Hi --
The answers to your questions are inlined below!
# --- Is there a distributed lock within LAM daemons at publish time ?
- No. There is no distributed lock. The lam daemon on node 0 acts as a
central repository/server for all the published names. During a Publish
call, an out-of-band message is sent to this server lamd to enter the name
in its repository. The request is served one at a time and another request
with the same publish name will result in an error.
# --- Is the publish/unpublish/publish sequence for the same service gives
# always the same port ?
- If you publish/unpublish and before you could do another publish,
someone else (some other process in the same LAM universe) does a publish
with the same name in the meantime, then you will not necessarily get the
same port
# --- How to get the MPI_Comm_connect primitive failed after a timeout if
# it doesn't connect ?
- In LAM, the MPI_Comm_connect would block infinitely if no corresponding
MPI_Comm_accept has been provided. So effectively, no timeout mechanism is
present (which is infinite timout).
# --- Is there a way to ask for a list of already published services ?
- MPI standard does not provide any such call
# --- How many processes can be simultaneously running in LAM universe ?
- The lamd's have a fixed process table size -- somewhere around 70 or so.

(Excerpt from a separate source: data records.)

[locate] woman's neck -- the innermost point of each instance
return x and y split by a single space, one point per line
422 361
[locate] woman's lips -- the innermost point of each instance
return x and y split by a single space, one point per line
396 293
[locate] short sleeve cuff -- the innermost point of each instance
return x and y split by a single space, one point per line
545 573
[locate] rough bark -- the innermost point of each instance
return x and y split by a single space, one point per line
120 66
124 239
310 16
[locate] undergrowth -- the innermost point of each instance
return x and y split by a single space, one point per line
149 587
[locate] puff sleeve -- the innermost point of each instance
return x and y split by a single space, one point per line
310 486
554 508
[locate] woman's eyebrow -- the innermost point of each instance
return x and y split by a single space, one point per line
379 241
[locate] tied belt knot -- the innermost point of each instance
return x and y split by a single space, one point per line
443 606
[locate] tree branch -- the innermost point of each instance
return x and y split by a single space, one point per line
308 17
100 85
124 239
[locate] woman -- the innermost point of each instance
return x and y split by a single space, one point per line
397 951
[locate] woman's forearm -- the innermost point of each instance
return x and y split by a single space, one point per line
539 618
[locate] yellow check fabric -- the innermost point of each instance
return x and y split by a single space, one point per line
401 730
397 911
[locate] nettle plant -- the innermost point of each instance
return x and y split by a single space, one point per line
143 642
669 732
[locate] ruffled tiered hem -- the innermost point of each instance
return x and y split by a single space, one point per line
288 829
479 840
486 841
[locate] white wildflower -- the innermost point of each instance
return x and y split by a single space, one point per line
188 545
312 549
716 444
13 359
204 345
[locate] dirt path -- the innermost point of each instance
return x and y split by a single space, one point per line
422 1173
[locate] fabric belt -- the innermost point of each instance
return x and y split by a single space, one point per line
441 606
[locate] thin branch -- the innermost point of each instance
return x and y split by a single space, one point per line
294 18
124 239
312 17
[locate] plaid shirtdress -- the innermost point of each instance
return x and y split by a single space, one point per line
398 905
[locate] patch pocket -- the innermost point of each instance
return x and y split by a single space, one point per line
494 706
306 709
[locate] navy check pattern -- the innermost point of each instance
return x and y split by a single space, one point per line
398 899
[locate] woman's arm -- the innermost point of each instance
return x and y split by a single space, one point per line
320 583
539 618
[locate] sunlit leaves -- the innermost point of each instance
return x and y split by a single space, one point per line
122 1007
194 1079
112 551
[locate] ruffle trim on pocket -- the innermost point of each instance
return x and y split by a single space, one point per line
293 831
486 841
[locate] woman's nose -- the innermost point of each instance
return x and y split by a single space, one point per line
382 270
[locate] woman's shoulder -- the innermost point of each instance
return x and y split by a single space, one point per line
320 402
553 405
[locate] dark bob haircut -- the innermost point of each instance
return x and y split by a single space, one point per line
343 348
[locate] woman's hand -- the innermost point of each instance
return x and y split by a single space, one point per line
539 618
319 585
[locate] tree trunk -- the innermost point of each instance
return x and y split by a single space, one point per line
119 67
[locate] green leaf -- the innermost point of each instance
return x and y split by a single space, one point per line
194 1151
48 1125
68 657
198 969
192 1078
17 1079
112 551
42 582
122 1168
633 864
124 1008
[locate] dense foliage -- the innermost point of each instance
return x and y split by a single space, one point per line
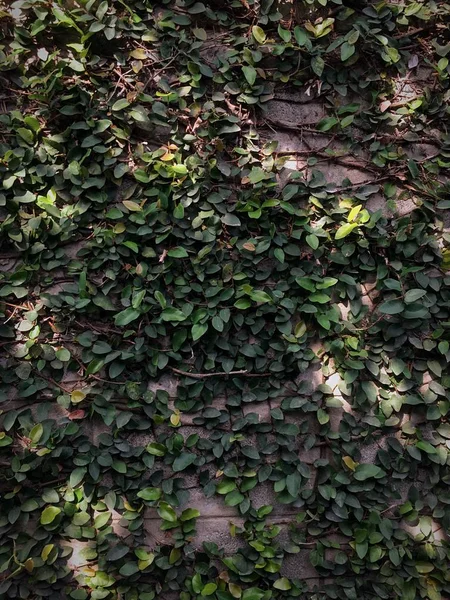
145 234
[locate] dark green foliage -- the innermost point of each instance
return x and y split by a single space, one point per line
145 237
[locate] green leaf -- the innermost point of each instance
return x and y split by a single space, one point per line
156 449
209 589
258 34
391 307
249 74
198 330
347 50
414 295
36 433
301 36
231 220
120 104
318 65
313 241
173 315
177 252
182 462
345 230
126 316
49 514
284 34
149 494
260 297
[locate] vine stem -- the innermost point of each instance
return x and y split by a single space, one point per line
205 375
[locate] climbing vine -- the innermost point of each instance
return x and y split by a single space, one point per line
183 310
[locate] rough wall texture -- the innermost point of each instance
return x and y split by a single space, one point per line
291 400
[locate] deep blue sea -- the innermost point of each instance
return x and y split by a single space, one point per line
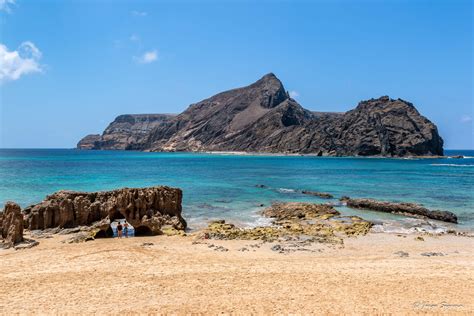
224 186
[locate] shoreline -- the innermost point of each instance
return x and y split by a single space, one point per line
375 273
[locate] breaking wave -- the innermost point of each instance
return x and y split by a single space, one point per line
450 165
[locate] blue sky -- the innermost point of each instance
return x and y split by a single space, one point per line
69 67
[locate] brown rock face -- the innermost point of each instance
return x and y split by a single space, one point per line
401 208
147 209
263 118
11 224
124 132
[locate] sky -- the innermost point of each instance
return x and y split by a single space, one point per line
68 68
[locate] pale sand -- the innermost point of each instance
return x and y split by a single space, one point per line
178 277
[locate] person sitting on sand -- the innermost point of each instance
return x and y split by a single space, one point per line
125 228
119 230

It can be increased by tweaking the code. That's really the only limit --
scheduling is really outside the scope of LAM; we let the OS handle that
# --- What is the maximum number of Connect requests that can be waiting
# for an accept ?
- The connect/accepts in LAM are based on UDP send/recvs through the
lamds. So that means theoretically you can have as many requests as you
want (since there are no socket sematics in use). However there is no
guarantee about the ordering of the connect requests, if multiple clients
are trying to connect to the server.
Hope this helps!
-Vishal
|